Having started training again in the recently improved weather, I've
been considering the pathways of endurance fitness. Cardio-vascular
improvements, and muscular strength are pretty obvious, but I got
around to considering mytochondria, which are pretty odd things, in
that they have their own independent DNA, and might even be considered
as a sort of parasite.
They are responsible for metabolising fuel for muscular effort, and
increase if you do a lot of endurance activity.
I was attracted by the closeness of the word to hypochondria. If there
was some metabolite that made you feel good, like endorphins, I could
use the term 'Mytochondriac' for someone obssessed with endurance
exercise. This obviously leads to some Googling. One article I found
What it says is that mytochondria in the brain increase (in lab rats)
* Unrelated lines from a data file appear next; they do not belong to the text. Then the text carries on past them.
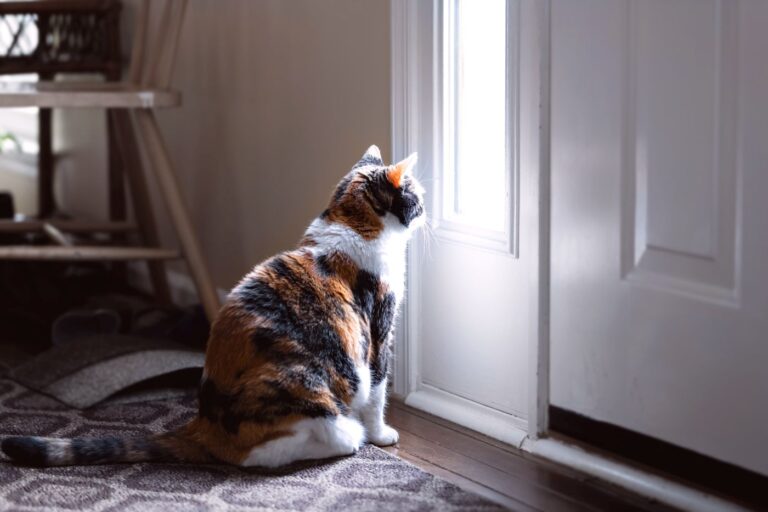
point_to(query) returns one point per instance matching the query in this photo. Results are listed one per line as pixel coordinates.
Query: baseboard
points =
(628, 477)
(504, 427)
(699, 469)
(183, 290)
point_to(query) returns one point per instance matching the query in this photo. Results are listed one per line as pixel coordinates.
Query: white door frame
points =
(415, 65)
(416, 126)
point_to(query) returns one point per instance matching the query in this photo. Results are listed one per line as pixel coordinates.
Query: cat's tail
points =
(177, 446)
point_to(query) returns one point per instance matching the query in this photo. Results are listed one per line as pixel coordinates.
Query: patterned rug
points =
(371, 480)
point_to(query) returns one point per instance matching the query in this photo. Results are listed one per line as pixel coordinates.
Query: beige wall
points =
(280, 99)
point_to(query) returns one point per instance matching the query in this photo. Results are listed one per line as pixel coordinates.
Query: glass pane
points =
(480, 188)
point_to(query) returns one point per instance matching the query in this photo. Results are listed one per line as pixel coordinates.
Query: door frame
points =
(413, 71)
(416, 37)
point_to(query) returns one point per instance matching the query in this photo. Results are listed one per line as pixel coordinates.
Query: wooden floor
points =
(500, 472)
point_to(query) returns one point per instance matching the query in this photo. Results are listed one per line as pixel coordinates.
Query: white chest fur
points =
(383, 257)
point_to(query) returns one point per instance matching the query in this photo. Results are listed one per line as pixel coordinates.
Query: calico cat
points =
(296, 363)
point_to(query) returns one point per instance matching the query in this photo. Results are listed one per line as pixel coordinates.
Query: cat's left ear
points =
(372, 155)
(397, 171)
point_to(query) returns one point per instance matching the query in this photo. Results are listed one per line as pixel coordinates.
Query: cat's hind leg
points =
(317, 438)
(372, 414)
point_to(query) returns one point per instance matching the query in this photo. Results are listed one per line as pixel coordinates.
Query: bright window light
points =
(478, 189)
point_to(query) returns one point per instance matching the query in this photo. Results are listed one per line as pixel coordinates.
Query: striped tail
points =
(50, 451)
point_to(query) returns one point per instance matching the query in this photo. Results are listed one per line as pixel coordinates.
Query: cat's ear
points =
(397, 171)
(372, 153)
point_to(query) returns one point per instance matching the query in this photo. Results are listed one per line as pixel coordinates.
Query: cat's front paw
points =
(383, 436)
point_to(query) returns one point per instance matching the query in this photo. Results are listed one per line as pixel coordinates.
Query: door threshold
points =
(568, 453)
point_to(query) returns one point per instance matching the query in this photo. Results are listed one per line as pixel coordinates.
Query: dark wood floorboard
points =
(501, 472)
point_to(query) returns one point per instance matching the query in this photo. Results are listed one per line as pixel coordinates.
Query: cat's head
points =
(374, 197)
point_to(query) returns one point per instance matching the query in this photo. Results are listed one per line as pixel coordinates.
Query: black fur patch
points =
(26, 450)
(406, 206)
(96, 450)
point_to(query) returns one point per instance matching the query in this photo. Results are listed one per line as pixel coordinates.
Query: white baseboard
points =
(183, 290)
(628, 477)
(493, 423)
(513, 431)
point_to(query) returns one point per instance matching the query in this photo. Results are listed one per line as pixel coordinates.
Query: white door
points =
(659, 299)
(468, 317)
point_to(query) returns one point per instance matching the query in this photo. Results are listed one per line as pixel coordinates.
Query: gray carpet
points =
(84, 372)
(371, 480)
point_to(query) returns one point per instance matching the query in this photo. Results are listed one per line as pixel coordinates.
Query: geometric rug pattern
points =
(371, 480)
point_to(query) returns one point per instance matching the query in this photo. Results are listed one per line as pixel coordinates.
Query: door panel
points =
(659, 244)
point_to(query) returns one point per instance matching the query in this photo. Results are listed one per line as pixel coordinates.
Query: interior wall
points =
(279, 100)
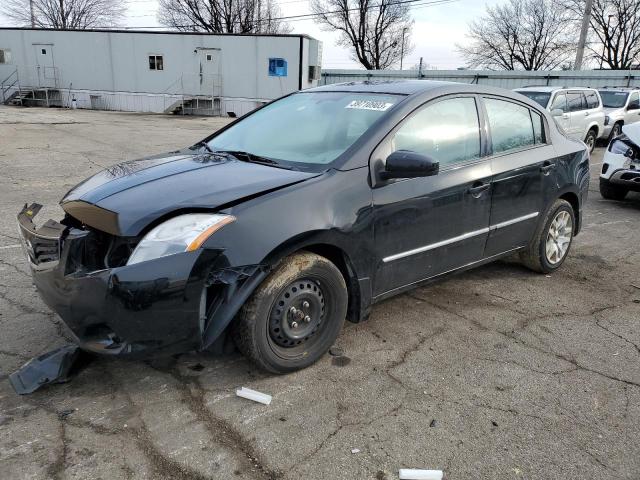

due to endurance exercise. This means that the brain can support more
exercise without having to signal fatigue to stop muscles burning off
the fuel it needs. The idea of a physically-trained brain is
interesting, in that it might explain some of the growth in 'cycling
wisdom' needed in extreme rides. It's an appealing hypothesis, which
might explain some of the deeper appeal of long distances, especially
as the presence of greater brain hypochondria might be linked to a
desire to exercise more.
It also takes longer to grow mytochondria than to lose them, which is
one of the attractions of keeping your nose to the treadmill.